Summary of Updated Proposal(HN)

Switch node

  • enhance to consider parts property and to produce message sequence as filter node.

<removed>

  • allow head and tail as routing rule for message sequences.
  • make head applicable to Streaming mode of split node (i.e. without parts.count).
  • make whether or not to consider parts property selectable by option of switch node. (add third rule checking all rules with message sequence)

</removed>

  • (HN) These items are unnecessary because time sequence based modes are implemented in filter node.

(DCJ) I'm starting to think the time sequence based modes (head tail) are actually different/confusing enough that they should still be a separate node - but that the generic expression filtering should be within the switch node. That way further sequence type modes could be considered more easily... for example - every odd numbered message, the 3rd to the 7th messages (sort of like a time based substring...). Both should be aware of msg.parts.

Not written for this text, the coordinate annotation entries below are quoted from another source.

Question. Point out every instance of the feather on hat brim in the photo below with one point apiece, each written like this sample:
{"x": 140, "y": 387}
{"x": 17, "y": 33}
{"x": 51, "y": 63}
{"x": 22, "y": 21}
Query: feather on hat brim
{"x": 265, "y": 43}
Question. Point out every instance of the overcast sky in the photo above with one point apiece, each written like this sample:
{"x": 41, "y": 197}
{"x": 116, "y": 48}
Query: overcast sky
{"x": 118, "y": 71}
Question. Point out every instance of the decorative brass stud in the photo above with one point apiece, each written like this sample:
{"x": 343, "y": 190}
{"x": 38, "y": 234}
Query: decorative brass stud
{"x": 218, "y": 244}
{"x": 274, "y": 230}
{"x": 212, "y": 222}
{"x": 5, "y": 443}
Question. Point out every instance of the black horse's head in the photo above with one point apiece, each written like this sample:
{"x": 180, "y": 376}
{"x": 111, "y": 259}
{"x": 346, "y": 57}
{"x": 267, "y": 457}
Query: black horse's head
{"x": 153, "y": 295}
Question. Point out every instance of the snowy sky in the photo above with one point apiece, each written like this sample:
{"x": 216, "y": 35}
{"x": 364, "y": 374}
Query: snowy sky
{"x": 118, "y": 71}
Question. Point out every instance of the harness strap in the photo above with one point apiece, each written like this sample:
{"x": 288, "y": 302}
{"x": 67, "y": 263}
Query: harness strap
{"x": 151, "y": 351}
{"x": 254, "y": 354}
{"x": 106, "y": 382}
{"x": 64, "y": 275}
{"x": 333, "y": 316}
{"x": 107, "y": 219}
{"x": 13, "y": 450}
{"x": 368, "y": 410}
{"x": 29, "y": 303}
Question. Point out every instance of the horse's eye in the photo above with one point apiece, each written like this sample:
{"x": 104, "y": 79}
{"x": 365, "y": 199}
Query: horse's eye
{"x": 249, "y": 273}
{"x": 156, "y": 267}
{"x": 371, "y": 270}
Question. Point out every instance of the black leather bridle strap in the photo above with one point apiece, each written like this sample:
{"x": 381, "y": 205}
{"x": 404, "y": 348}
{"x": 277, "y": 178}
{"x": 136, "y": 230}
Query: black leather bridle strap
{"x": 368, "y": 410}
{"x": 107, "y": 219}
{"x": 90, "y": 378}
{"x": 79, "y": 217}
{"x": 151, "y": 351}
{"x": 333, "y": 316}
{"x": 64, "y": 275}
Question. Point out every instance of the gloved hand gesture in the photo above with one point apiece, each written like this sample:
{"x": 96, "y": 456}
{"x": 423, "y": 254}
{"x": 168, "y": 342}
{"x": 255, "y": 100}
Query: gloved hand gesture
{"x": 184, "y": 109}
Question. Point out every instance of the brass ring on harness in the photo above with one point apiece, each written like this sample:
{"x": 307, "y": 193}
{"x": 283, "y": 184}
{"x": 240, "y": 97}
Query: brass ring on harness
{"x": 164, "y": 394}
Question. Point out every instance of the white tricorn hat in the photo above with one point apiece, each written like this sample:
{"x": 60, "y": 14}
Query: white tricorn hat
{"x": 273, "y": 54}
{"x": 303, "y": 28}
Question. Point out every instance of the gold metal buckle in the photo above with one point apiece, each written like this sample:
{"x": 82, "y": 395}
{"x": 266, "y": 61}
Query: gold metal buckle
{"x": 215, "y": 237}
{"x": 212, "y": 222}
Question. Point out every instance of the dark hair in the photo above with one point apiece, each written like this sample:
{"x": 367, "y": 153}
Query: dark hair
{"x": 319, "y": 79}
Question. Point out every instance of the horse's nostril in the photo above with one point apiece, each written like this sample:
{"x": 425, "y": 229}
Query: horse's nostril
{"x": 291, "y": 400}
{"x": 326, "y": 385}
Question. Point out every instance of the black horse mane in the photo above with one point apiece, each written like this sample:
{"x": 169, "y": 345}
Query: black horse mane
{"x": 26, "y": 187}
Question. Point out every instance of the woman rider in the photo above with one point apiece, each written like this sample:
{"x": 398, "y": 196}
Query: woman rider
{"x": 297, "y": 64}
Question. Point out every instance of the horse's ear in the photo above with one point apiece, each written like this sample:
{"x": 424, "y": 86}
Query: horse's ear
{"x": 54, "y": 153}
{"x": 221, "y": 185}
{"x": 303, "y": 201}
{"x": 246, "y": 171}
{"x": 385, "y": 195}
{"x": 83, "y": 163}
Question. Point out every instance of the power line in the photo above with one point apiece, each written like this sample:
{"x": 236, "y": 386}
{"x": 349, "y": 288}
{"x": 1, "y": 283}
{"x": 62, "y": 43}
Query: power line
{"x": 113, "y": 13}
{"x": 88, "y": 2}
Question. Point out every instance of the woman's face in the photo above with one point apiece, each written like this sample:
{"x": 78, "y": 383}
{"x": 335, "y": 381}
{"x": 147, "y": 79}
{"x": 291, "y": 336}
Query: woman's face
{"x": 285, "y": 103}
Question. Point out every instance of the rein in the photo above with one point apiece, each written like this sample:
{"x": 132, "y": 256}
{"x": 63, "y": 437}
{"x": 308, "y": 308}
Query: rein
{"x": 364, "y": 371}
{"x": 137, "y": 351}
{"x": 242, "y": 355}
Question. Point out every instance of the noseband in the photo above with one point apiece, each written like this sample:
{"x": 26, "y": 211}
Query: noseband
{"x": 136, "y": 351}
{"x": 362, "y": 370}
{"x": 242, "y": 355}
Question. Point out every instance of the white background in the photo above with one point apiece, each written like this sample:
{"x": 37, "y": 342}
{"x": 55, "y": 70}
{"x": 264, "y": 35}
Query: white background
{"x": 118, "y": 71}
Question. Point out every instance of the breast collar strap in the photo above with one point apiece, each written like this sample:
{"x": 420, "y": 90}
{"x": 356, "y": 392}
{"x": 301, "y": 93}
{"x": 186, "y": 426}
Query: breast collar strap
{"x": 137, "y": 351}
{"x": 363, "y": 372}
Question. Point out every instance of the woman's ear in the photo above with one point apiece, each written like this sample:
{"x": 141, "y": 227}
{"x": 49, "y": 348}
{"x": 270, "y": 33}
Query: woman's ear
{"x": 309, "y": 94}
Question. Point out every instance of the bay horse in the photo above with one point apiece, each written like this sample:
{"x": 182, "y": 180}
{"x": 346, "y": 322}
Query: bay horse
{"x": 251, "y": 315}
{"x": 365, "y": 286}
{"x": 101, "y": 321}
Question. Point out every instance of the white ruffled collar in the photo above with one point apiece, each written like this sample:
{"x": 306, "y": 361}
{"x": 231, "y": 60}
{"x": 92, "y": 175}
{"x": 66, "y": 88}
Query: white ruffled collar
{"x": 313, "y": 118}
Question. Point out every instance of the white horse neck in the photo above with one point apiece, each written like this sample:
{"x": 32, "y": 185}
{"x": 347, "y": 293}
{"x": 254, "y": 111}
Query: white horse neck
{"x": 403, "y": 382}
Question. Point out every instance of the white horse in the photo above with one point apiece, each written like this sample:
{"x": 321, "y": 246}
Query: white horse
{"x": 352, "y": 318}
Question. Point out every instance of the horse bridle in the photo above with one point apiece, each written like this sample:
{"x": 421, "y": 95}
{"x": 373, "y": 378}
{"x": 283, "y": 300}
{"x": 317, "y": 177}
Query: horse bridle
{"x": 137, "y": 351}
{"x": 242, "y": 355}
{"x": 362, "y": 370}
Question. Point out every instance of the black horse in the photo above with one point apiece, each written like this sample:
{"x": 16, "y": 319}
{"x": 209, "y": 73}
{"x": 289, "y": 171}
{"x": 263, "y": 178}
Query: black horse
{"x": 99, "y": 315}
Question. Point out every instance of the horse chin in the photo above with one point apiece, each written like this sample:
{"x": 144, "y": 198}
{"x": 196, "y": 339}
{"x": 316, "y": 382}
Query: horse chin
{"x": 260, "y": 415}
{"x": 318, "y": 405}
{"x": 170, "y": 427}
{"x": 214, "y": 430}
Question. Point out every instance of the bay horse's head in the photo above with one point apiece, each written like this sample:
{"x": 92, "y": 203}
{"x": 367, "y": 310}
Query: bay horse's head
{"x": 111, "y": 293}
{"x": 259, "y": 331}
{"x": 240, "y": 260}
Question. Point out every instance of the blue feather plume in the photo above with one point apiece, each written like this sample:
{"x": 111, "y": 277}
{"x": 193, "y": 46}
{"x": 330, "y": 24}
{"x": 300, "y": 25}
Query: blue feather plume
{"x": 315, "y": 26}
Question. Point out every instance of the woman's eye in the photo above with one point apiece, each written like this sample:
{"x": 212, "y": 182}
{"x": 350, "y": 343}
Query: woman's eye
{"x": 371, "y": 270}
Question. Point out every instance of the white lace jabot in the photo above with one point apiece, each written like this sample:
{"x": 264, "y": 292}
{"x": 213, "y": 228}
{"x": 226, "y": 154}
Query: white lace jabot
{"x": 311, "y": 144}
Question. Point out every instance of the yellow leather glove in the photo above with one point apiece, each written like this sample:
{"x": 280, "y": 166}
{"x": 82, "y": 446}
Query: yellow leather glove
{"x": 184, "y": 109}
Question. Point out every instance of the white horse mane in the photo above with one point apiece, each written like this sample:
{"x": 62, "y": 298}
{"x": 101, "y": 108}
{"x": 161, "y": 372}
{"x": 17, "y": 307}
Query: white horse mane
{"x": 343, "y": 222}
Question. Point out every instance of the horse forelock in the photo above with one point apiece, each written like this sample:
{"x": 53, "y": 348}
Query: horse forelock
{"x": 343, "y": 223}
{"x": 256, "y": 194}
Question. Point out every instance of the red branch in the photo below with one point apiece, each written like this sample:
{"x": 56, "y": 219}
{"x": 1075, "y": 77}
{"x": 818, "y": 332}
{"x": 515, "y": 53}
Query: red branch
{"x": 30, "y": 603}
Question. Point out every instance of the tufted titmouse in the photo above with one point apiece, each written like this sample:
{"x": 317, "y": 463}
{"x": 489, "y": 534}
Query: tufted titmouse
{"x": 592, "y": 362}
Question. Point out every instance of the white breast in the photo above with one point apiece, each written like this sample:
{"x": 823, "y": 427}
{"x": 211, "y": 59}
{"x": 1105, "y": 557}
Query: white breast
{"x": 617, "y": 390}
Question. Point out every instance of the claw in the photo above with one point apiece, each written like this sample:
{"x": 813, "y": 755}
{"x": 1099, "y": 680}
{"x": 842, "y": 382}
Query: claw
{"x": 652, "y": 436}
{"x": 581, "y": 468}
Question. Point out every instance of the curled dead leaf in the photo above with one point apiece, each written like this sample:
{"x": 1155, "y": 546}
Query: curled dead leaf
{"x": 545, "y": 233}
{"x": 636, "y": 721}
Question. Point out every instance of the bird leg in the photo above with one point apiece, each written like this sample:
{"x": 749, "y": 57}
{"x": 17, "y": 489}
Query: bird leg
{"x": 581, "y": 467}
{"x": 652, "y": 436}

  • (HN) I agree with your proposal. So we enhance switch node to support parts property and add new filter mode with time sequence based filtering.

Filter node [New]

  • Allow filtering based on time-based sequence,
  • Use rule specification interface similar to switch node,
  • Support rules:
    • head N - filter the first N msgs in a sequence,
    • tail N - filter the last N msgs in a sequence,
    • range N, M - filter from N-th to M-th msgs in a sequence,
    • JSONata expression on msg with shorthand for parts.index ($I) and parts.count ($N),
    • otherwise - no matching rule.

Split node

  • enhance to allow new mode for creating sequences from input messages as chunk node.
  • as an extension to current chunk node implementation, add functionality to create sequences from String, Buffer, Array or Object as they are supported by split node.

Join node

  • enhance to allow new mode for merging messages by topics as merge node.
  • add new functionality to concatenate input sequences using topic value.
    example: Topic1:[1, 2] + Topic2:[A, B, C] => Topic1+Topic2:[1, 2, A, B, C]
    
  • messages are processed in order if they have parts property.

(DCJ) - Is this just to create an array ? If so a) what value should the resulting topic be ? (I don't think Topic1+Topic2 is the answer). and b) should the "template" for which topics to include in the new array be an extra line in the "Send message after..." section of the existing options dialog ?

  • (HN) In the above example, I intended to represent message sequences by […] representation. Sorry for confusing representation. The purpose of message sequence concatenation is to generate a message sequence from more than one sequences. I think sequence concatenation is useful for creating multiple message sequence from one sequence then reconstructing a new sequence. (e.g. filtering CSV records by multiple criteria, then joining to one CSV file)

Change node

  • enhance to support reduce functionality of Map/Reduce node.
  • use JSONata as expression language for reduce and fixup.
  • reduce and fixup expression is only applied to message sequence (msg having parts property). Other messages are processed the same as current change node.
  • for JSONata expression of reduce mode add special variable $I(index of message), $N(number of messages in a sequence), $A(accumulated value).

(DCJ) - are these extra variables needed as you can already get to all parts of the msg ? or are they in node context variables ? or are they just for convenience ?

  • (HN) $I is shorthand for parts.index so this variable is not necessarily required. $N is needed because parts.count may not exist for a message except the last one in a sequence. $A is also needed because the accumulated value of a reduce operation is not included in a message.

Sort node

  • use JSONata for key expression.

csv node and html node

  • enhance to support parts property.

(DCJ - yes - see also Issue #1394 - which is about support on the input side of CSV. (but will need to be merged)

  • (HN) Thank you. I think this enhancement is useful.